Fourth: Carry Senior Friendly Luggage
Most travelers are concerned only if their luggage will hold everything they need to bring. And when all goes well – the driver is there to meet you or there’s a bell hop – you don’t have to think much beyond the size of your luggage. But often you’ll end up lugging your luggage through winding lines or walking some distance to the nearest bus, train or taxi station. It’s then that you want luggage that is ultra-light, wheeled and easy to carry and manage. In additional to wheels and ultra-light weight, you should also look for luggage that offers multiple carrying options – side handles, top handles and a shoulder strap for tight or unique situations.

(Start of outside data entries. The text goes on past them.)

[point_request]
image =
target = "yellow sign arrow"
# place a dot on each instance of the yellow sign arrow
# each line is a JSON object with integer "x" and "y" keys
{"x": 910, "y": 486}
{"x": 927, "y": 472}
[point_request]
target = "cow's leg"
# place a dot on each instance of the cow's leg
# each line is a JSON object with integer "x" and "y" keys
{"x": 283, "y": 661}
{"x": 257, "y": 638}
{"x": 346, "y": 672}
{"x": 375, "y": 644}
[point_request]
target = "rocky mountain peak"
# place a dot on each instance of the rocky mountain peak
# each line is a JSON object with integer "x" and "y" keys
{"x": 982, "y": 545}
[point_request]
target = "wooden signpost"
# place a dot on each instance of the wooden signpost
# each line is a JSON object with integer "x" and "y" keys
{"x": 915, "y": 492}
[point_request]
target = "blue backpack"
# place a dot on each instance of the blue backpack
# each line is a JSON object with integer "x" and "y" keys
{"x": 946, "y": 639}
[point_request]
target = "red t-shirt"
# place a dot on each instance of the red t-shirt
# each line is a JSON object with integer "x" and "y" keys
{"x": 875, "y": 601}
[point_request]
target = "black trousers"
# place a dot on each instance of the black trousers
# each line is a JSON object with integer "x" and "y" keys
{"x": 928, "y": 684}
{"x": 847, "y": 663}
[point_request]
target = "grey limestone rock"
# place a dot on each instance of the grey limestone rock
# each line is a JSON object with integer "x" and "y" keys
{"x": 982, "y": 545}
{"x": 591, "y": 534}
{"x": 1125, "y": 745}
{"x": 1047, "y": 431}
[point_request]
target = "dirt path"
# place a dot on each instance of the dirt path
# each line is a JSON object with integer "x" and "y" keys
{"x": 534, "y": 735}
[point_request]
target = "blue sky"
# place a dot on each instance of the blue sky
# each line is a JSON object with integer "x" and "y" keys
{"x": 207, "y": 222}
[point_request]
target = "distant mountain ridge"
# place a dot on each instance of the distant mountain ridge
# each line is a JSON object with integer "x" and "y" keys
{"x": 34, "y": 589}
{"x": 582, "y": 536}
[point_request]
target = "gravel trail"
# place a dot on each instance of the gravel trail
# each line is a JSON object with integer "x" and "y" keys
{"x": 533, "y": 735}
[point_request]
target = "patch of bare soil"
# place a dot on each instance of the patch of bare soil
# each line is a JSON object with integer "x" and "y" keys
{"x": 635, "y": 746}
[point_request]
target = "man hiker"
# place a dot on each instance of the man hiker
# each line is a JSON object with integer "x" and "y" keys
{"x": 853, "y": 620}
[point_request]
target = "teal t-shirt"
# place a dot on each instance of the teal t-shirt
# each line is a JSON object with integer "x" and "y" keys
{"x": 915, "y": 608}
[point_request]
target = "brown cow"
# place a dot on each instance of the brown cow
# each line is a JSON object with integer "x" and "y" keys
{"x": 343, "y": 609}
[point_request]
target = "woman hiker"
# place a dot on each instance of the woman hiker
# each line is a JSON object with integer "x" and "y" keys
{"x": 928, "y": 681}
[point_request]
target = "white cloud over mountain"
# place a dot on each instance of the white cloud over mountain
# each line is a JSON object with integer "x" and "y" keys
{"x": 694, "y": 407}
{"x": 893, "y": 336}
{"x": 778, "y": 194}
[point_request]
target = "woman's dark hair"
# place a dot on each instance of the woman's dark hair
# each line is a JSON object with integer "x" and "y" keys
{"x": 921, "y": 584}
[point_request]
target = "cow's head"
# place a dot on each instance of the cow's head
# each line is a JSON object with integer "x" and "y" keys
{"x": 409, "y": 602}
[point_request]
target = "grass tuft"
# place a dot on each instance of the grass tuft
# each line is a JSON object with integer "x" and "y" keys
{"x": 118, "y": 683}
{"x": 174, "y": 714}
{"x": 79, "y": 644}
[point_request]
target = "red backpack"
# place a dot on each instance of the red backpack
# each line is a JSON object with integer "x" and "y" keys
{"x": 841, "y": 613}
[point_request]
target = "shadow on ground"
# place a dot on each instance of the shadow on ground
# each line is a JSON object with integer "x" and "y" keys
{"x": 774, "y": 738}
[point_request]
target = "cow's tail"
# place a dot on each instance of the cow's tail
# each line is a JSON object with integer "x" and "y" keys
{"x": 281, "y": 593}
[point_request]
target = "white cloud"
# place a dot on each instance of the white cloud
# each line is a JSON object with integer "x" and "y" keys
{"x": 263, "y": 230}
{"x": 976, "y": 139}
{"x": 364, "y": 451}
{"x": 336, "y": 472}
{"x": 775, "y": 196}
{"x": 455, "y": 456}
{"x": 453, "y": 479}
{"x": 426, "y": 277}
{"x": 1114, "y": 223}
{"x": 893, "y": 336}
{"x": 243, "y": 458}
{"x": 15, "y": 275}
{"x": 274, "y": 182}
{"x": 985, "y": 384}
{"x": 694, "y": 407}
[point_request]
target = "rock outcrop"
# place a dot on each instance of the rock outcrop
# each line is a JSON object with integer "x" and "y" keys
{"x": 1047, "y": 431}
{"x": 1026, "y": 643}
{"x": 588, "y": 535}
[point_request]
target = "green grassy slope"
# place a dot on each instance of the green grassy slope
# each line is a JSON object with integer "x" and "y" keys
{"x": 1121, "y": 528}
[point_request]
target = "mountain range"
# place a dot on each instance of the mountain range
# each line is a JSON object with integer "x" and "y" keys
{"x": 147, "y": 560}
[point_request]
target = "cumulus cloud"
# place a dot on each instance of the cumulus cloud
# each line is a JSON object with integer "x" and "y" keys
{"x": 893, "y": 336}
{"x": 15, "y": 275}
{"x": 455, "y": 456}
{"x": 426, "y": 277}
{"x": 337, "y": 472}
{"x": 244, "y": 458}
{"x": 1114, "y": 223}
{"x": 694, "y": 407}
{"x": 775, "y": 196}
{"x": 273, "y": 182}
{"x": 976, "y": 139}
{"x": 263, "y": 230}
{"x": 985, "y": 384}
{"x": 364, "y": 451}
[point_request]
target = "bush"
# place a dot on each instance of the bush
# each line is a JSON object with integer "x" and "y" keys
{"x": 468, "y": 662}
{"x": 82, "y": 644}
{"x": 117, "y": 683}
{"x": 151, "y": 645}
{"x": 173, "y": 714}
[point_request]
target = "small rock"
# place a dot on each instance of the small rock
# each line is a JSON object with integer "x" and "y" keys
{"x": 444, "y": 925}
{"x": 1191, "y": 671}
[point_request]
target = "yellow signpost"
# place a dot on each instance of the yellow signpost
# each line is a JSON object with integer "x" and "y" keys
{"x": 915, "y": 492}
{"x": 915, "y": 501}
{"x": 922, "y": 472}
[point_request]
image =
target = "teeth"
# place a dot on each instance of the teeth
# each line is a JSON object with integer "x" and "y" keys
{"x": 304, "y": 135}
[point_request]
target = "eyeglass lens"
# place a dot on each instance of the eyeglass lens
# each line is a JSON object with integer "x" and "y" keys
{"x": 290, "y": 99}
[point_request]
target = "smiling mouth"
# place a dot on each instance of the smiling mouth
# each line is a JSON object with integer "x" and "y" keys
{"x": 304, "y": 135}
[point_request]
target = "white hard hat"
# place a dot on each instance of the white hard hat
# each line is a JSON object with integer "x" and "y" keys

Fifth: Don’t Be Shy About Arranging for Your Unique Needs
The boomer and senior travel markets are large and growing every day. Airlines, hotels, tour companies and other travel-related outlets want and need your business. And many have already begun providing unique accommodations for the growing senior population. So if you need an extra-firm mattress, assistance through the airport, a first-floor room, a seat to place in the shower or anything else to make your trip more comfortable and enjoyable, make sure to demand it. You’ll be surprised how accommodating businesses will be if you ask. And if they can’t provide it, another business will.